Second, flexible structural optimization ensures adjustment reliability:The second segment of the second catheter is fabricated from TPU/PVC material with a Shore A hardness of 30–50, balancing flexibility and support to effectively prevent airway abrasion due to excessive stiffness or loss of shape due to excessive softness. Additionally, V-shaped second grooves, characterized by a wider middle and narrower ends, are spaced along the outer wall of the second segment. These grooves provide clearance for bending while ensuring smooth edge transitions to prevent airway injury. Experimental data demonstrate that this structure enables flexible bending of the second segment within a range of ±30°, with no lumen collapse after bending and unaffected ventilation efficiency.

 

Furthermore, this technology has achieved a dual breakthrough in “Manufacturing Processes and Safety Protection.” In terms of manufacturing processes,Two industrialization solutions are provided:One approach is the use of integrated injection molding.Synchronous groove formation, suitable for large-scale mass production;The second is segmented injection molding.(The second section is formed separately), and then joined via a stepped interface combined with adhesive bonding. This approach allows for the selection of materials with different hardness levels for the distal and proximal ends, respectively, thereby meeting functional requirements while enhancing production efficiency and effectively reducing manufacturing costs.In terms of safety protection,In addition to the smooth transition design of the grooves, the dimensions of the first and second inflatable cuffs are meticulously tailored to accommodate the anatomical differences between the main airway and the bronchi (with the first cuff having a larger diameter after inflation), thereby ensuring effective lung isolation. In the event of catheter displacement during surgery, physicians can rapidly restore its position using “visual imaging guidance plus guidewire angle adjustment,” eliminating the need for reintubation and thus reducing risks such as patient coughing and blood pressure fluctuations.

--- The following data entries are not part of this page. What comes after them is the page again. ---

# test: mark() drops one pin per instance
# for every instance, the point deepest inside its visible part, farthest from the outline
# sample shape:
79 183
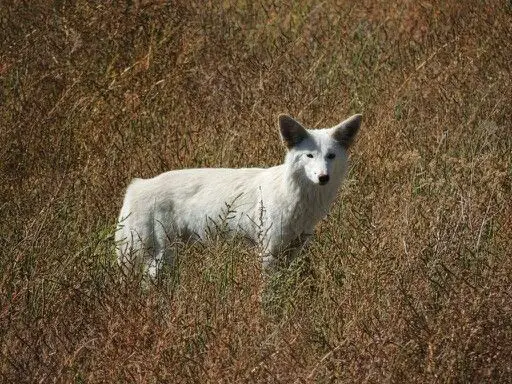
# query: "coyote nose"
323 179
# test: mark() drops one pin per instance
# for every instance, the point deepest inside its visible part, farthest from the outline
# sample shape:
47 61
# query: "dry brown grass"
409 279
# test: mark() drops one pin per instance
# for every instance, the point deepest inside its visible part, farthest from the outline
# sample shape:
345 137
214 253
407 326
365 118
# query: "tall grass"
407 280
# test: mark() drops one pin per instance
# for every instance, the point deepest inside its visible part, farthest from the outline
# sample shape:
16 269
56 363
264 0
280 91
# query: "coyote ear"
345 132
292 132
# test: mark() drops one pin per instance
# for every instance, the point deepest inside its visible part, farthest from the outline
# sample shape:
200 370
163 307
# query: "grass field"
408 280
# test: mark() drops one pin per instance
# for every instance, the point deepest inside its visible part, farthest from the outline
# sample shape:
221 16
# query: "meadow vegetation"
408 279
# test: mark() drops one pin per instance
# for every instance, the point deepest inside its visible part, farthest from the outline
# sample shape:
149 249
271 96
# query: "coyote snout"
274 207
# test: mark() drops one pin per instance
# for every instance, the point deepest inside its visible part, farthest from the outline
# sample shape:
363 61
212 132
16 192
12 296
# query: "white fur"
273 207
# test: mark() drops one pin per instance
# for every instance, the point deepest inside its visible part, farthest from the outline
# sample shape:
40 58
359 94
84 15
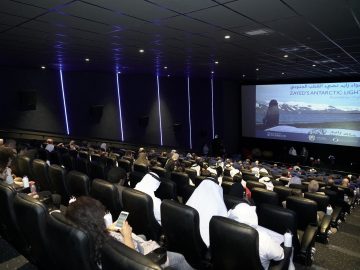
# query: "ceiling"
186 36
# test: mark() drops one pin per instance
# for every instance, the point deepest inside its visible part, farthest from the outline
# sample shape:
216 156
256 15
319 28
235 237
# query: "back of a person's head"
313 186
6 154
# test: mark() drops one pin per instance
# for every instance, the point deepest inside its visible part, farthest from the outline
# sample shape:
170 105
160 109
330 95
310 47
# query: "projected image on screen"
321 113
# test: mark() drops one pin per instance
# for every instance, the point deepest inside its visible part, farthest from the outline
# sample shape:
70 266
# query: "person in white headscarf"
149 184
208 200
269 241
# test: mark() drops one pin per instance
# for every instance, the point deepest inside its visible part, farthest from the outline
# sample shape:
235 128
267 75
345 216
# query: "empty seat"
260 195
70 246
116 255
41 175
32 217
108 195
141 217
78 184
57 175
183 237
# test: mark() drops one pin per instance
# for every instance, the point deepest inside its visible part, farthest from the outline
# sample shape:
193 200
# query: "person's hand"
126 230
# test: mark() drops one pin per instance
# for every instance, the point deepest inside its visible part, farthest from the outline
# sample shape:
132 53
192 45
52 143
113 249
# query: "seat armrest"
308 239
284 263
325 224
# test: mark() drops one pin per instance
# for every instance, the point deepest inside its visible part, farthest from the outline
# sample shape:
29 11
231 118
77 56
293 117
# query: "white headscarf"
208 200
149 184
269 241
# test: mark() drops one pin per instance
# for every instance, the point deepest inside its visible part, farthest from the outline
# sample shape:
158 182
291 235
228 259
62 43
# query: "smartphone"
121 219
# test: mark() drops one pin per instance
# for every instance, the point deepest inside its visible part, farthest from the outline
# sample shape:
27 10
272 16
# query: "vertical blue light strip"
189 106
64 102
119 104
160 124
212 106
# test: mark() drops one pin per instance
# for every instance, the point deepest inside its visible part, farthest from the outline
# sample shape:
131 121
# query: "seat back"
305 209
253 184
181 180
23 164
280 220
116 255
125 164
161 172
283 192
167 190
225 234
57 175
135 177
32 217
141 168
141 213
41 175
70 246
108 195
9 226
321 200
260 195
183 237
78 184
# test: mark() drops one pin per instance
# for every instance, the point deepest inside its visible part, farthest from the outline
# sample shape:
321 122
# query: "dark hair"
88 214
6 154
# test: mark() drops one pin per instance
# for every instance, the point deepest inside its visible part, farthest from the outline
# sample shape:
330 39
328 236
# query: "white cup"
288 239
108 220
26 182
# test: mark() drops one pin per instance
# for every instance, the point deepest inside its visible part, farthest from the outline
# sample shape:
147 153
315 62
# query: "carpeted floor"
342 252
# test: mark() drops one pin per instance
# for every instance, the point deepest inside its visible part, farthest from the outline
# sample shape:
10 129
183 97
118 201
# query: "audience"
88 214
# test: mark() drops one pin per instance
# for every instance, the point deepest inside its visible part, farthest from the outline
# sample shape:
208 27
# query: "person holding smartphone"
88 214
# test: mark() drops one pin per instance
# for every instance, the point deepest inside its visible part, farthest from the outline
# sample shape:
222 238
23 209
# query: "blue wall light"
119 104
189 106
64 102
160 124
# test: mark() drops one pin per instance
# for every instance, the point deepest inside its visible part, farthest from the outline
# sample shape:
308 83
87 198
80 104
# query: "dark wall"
139 106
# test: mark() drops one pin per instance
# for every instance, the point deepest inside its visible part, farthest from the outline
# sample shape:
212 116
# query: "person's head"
313 186
88 214
345 182
116 175
6 156
49 141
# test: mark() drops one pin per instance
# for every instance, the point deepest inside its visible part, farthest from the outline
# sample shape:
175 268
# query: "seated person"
208 200
269 241
6 156
149 184
88 214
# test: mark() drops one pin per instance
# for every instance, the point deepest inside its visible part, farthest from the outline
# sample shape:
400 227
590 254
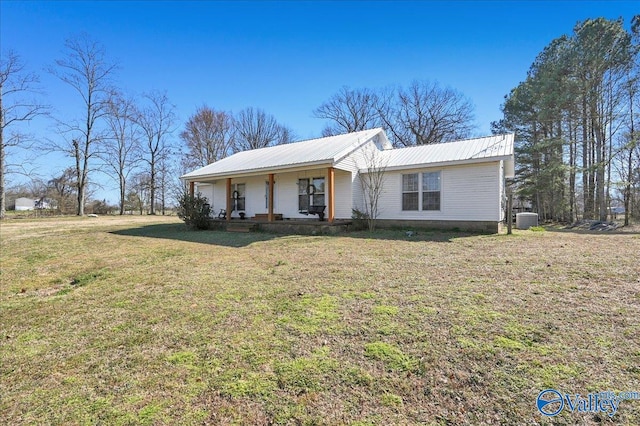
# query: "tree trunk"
587 212
152 190
122 194
3 205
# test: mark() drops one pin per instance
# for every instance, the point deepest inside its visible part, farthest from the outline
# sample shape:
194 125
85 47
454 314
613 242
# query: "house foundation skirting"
488 227
302 227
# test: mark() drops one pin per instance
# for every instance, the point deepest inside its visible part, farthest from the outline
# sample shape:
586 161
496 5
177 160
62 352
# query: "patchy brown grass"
137 320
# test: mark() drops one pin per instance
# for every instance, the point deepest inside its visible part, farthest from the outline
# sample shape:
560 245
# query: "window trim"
310 196
417 192
420 208
439 191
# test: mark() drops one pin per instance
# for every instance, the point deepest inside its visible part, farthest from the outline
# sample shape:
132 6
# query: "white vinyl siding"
468 192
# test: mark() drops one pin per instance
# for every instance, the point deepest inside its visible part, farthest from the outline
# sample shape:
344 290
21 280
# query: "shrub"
194 210
359 219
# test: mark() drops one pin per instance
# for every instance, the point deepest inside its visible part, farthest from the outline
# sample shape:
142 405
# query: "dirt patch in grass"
138 320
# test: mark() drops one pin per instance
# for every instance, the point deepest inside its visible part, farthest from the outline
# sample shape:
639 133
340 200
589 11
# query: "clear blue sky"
288 57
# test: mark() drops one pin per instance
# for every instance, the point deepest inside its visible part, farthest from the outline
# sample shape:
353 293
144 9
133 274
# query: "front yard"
138 320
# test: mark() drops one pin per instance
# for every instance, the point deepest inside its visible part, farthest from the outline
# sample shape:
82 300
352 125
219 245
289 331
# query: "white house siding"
354 162
24 204
468 193
343 190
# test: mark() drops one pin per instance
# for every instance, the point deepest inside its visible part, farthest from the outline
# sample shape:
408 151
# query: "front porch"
320 194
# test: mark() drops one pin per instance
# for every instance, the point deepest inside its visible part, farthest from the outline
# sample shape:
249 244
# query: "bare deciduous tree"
156 122
14 108
257 129
373 166
427 113
121 152
350 110
85 70
209 137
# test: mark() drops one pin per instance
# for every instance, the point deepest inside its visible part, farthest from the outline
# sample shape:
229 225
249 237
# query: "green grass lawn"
138 320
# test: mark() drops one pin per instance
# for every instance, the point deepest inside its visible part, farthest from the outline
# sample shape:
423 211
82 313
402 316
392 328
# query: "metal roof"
329 150
496 147
314 151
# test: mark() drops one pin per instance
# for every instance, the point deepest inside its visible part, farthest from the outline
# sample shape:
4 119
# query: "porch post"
331 197
228 199
270 203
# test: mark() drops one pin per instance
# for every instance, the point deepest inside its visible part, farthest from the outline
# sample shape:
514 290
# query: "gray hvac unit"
526 220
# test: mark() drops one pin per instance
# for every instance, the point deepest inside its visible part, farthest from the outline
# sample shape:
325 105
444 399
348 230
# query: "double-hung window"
410 191
421 191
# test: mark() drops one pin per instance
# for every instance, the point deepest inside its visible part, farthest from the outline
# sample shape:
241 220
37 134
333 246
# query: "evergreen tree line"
575 117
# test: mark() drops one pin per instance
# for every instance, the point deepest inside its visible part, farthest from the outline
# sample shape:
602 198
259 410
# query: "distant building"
23 204
45 204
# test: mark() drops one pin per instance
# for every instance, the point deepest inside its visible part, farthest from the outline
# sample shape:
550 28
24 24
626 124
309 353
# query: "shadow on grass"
181 232
620 230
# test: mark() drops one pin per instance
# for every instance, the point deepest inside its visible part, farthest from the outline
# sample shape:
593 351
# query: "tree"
427 113
567 114
15 82
121 152
350 111
156 122
208 136
194 210
62 189
371 177
257 129
87 72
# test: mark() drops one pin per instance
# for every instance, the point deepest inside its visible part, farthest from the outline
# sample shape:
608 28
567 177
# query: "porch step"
241 227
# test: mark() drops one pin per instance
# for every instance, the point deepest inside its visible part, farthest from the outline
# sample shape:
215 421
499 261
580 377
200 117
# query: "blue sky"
288 57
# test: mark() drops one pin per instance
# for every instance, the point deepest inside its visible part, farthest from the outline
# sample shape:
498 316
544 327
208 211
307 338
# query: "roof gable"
326 150
490 148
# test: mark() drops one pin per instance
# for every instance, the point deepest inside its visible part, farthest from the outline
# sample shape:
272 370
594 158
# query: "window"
303 196
425 199
238 196
431 191
310 193
410 191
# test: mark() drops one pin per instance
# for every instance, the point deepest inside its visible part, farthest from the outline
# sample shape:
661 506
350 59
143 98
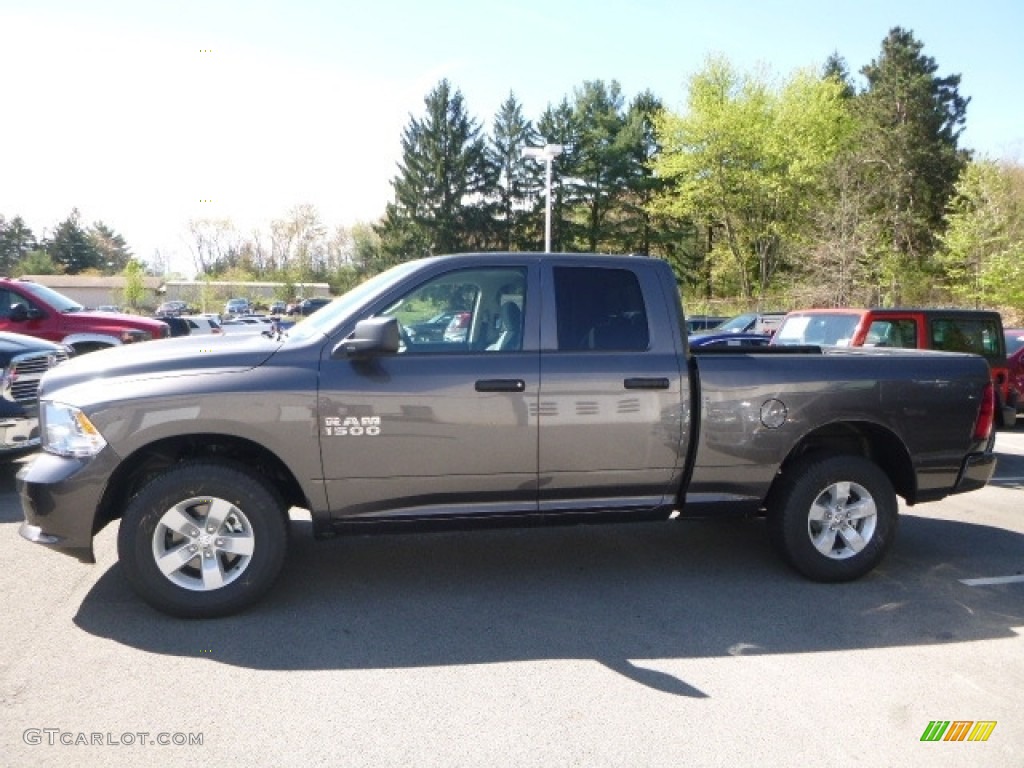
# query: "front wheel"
206 539
833 518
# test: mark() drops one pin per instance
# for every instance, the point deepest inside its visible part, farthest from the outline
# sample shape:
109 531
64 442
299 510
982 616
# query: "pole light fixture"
547 153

Global Companies Compete in Thoracic Anesthesia Devices, with Innovative Technologies Accelerating Clinical Adoption


InAirway Management in Anesthesia for Thoracic SurgeryIn this critical field, as clinical demands for precision and safety increase, companies both in China and abroad are actively pursuing technological upgrades and product iterations of double-lumen bronchial tubes."Market Landscape Dominated by Traditional Products with Breakthroughs in Innovative Technologies"R&D pathways and progress vary across companies, each with its own distinct characteristics.

 

As a global leader in the medical technology sector,Terumo (USA)(Teleflex) has been deeply engaged in the field of respiratory interventional devices for many years. ItsDouble-lumen bronchial tubeWith mature manufacturing processes and stable clinical performance, it has long maintained a dominant position in the global high-end market. Currently, the company’s flagship“Robertshaw Double-Lumen Bronchial Catheter”Now in its fifth generation. By optimizing the catheter wall thickness and cuff material, this product has achieved significant improvements in airway sealing and biocompatibility, allowing it to accommodate the anatomical structures of most adult patients.

 

This visualizable, adjustable double-lumen bronchial tube technology integrates real-time imaging guidance with dynamic angle adjustment capabilities, providing an innovative solution that balances universality and safety to address the core challenges in thoracic anesthesia intubation, namely poor adaptability, high operational risk, and insufficient precision.